SAR Poisson GLM model
On Mon, 1 Feb 2016, Cl?ment Gorin wrote:
Hi,
I am estimating a gravity model of migration on cross-sectional data. The Moran I statistic indicates a positive and significant spatial autocorrelation in the residuals of the a-spatail model, and the Lagrange Multiplier test points to the Spatial Autoregressive (SAR) model as the preferred specification. While I have no issue fitting a linear SAR (Le Sage and Pace 2008) to my data, it does not accommodate the very large number of zeroes (> 90%) in my dependent variable. This clearly point to a Poisson process (Santos Silva and Tenreyro 2006). In short, I am having trouble running the SAR Poisson GLM. I had two questions: (1) Is there a method to run a SAR Poisson GLM in R? (I searched a lot before posting here)

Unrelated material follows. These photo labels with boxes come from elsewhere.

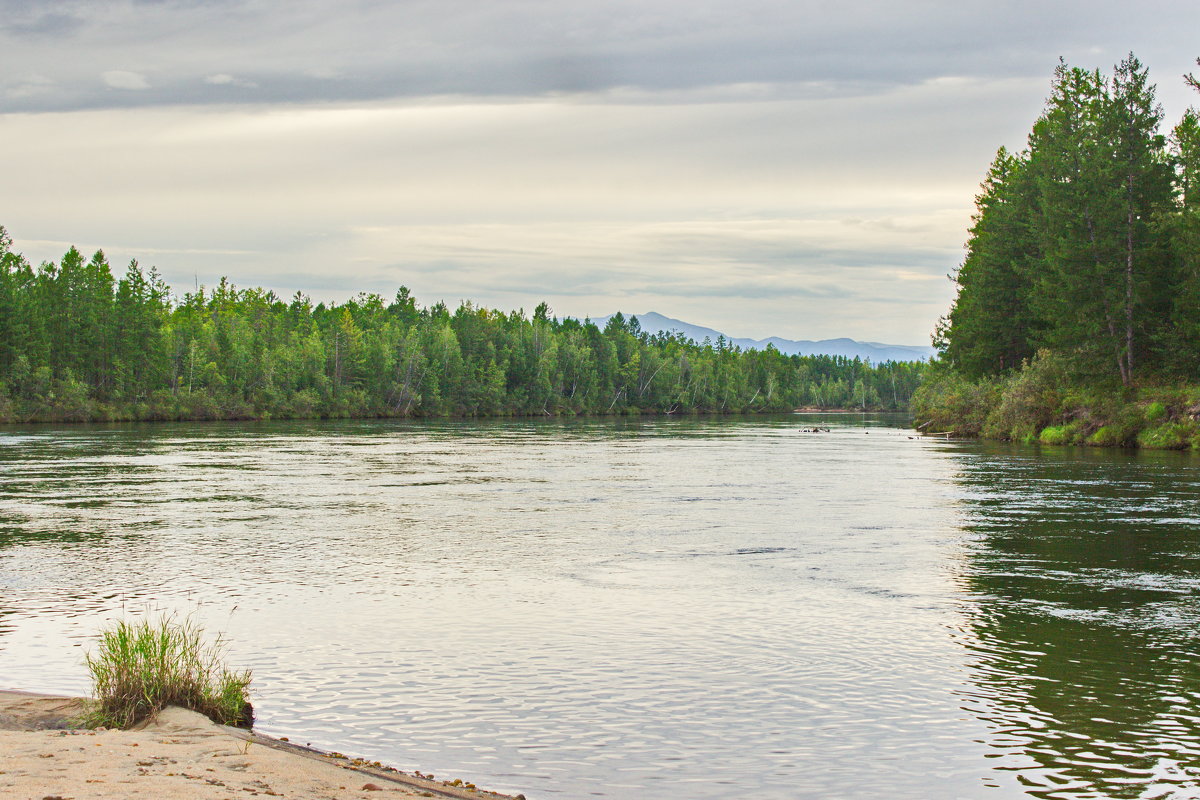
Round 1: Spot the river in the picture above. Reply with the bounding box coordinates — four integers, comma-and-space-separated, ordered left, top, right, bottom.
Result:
0, 415, 1200, 800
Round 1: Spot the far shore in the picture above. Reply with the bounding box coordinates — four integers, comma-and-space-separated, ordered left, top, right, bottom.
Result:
0, 690, 524, 800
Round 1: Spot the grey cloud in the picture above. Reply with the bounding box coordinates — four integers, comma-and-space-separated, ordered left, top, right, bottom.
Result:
0, 0, 1200, 110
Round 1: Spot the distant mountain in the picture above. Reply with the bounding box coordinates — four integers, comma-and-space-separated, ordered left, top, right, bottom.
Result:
592, 311, 934, 363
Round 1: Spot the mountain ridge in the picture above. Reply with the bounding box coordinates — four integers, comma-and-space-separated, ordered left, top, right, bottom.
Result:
590, 311, 935, 363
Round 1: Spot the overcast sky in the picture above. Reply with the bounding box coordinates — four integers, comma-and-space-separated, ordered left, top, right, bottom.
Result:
0, 0, 1200, 344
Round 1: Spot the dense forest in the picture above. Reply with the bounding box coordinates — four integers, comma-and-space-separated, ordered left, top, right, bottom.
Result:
913, 54, 1200, 447
0, 228, 925, 422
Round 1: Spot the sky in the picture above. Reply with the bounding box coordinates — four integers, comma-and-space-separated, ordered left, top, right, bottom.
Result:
0, 0, 1200, 344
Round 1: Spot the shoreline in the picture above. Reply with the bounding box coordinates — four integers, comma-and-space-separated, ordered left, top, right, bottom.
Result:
0, 690, 524, 800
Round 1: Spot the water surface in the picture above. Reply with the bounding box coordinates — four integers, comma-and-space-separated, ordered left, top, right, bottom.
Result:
0, 415, 1200, 799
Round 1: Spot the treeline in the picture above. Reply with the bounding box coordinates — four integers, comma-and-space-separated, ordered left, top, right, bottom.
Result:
0, 228, 924, 422
914, 55, 1200, 446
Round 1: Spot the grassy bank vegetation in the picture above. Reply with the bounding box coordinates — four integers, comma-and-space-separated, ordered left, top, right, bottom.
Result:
0, 228, 924, 422
84, 618, 253, 728
912, 350, 1200, 450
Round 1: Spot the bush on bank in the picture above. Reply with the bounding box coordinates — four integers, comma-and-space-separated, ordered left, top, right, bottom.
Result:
912, 350, 1200, 450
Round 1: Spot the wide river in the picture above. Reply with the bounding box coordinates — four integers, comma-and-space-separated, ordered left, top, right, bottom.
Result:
0, 415, 1200, 800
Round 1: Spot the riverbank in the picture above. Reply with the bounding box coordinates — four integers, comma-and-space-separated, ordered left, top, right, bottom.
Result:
0, 691, 523, 800
912, 355, 1200, 451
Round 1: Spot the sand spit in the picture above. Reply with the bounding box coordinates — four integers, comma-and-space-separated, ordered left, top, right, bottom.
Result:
0, 691, 522, 800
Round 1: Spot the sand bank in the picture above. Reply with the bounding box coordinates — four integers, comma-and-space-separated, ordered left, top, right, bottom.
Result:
0, 691, 521, 800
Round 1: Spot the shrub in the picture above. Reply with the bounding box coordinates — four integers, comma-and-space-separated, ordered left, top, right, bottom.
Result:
1138, 421, 1196, 450
910, 372, 1000, 437
85, 616, 254, 728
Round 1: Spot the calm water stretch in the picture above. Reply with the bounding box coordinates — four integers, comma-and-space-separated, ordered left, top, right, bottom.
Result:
0, 415, 1200, 800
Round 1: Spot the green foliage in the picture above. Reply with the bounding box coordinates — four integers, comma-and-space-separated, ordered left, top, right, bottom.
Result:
1145, 401, 1166, 422
911, 371, 1000, 437
85, 618, 253, 728
935, 54, 1200, 386
983, 350, 1067, 441
0, 229, 925, 421
1038, 422, 1081, 445
1138, 420, 1200, 450
913, 54, 1200, 449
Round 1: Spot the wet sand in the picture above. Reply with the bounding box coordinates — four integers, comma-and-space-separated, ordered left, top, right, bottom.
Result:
0, 691, 522, 800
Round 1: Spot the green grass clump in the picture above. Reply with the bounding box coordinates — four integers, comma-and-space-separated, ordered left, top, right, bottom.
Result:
85, 618, 254, 728
1038, 422, 1080, 445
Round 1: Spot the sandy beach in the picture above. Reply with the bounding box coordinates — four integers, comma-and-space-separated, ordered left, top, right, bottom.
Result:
0, 691, 522, 800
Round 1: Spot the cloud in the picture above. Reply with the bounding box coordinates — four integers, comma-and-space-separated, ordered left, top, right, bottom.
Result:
101, 70, 150, 91
204, 72, 258, 89
0, 0, 1200, 110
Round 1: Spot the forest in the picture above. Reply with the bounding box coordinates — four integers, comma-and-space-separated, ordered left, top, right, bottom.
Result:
0, 228, 928, 422
913, 54, 1200, 447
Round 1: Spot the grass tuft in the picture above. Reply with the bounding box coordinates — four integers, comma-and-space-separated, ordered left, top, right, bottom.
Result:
84, 616, 254, 728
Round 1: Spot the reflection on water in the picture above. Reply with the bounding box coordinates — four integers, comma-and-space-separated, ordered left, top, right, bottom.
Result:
958, 446, 1200, 798
0, 415, 1200, 799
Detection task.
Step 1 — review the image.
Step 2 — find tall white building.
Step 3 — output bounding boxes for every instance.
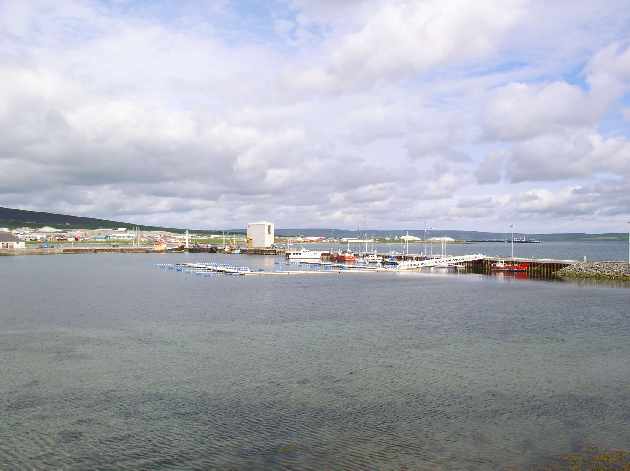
[247,221,274,249]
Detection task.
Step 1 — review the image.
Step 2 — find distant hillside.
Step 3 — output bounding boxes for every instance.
[0,207,188,232]
[0,207,628,242]
[276,228,628,242]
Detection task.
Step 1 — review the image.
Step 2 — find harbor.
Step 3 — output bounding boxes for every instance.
[157,254,588,279]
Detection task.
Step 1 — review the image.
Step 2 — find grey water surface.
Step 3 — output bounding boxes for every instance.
[0,254,630,470]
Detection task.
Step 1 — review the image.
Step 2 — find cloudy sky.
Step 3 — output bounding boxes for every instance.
[0,0,630,232]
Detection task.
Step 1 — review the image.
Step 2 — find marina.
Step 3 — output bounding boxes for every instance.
[158,254,588,279]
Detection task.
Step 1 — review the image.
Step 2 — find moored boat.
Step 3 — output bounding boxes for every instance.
[286,248,322,261]
[492,260,529,273]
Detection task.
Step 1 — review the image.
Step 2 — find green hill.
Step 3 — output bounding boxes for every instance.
[0,207,184,232]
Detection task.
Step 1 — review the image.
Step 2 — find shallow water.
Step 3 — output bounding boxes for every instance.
[0,254,630,470]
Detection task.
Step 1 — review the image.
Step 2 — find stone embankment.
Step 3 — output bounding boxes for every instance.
[558,262,630,281]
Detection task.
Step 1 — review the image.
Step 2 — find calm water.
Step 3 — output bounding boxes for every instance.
[0,251,630,470]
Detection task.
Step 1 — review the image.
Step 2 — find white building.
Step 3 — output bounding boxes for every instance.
[0,232,26,250]
[247,221,274,249]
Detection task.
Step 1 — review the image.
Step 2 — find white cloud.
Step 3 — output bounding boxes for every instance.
[0,0,630,232]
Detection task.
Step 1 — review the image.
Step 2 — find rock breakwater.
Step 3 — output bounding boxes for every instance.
[558,262,630,281]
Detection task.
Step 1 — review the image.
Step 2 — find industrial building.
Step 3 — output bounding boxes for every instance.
[0,232,26,250]
[247,221,274,249]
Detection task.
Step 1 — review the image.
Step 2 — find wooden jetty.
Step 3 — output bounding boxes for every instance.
[463,257,578,278]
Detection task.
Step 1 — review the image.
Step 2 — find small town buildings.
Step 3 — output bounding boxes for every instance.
[0,232,26,250]
[247,221,274,249]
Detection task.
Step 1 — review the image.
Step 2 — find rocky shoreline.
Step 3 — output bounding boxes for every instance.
[557,262,630,281]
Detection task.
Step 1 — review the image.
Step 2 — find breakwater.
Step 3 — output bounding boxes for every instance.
[558,262,630,281]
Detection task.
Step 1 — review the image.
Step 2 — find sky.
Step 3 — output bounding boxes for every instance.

Look at your model first. A gravity model estimated as Poisson implies the 278k are interactions, that is origin/destination pairs, not counts of origins or destinations. sqrt(278784) is 528, which I think is your real n. Your data are zero-inflated, so maybe you need to use a zero-inflated approach. Just saying you want to run a SAR Poisson (where your use of SAR is ambiguous - you mean y ~ rho W y + X beta, but SAR really means simultaneous autoregressive, a distinction from conditional autoregressive (CAR)), suggests autocorrelation in the interactions, but the spatial autocorrelation is likely in the origin and destination fixed effects, not in the interactions. Did you look at the spatial regression section of the Spatial task view? There is a SAR Poisson approach (in your terms) in INLA - the slm latent model does something like this, but will not handle the zero-inflation, and most likely isn't appropriate to your setting. In any case, a Poisson approach without an offset (log expected interactions) may not be sensible, in addition to the spatial autocorrelation actually "belonging to" the origins and destinations, not the interactions.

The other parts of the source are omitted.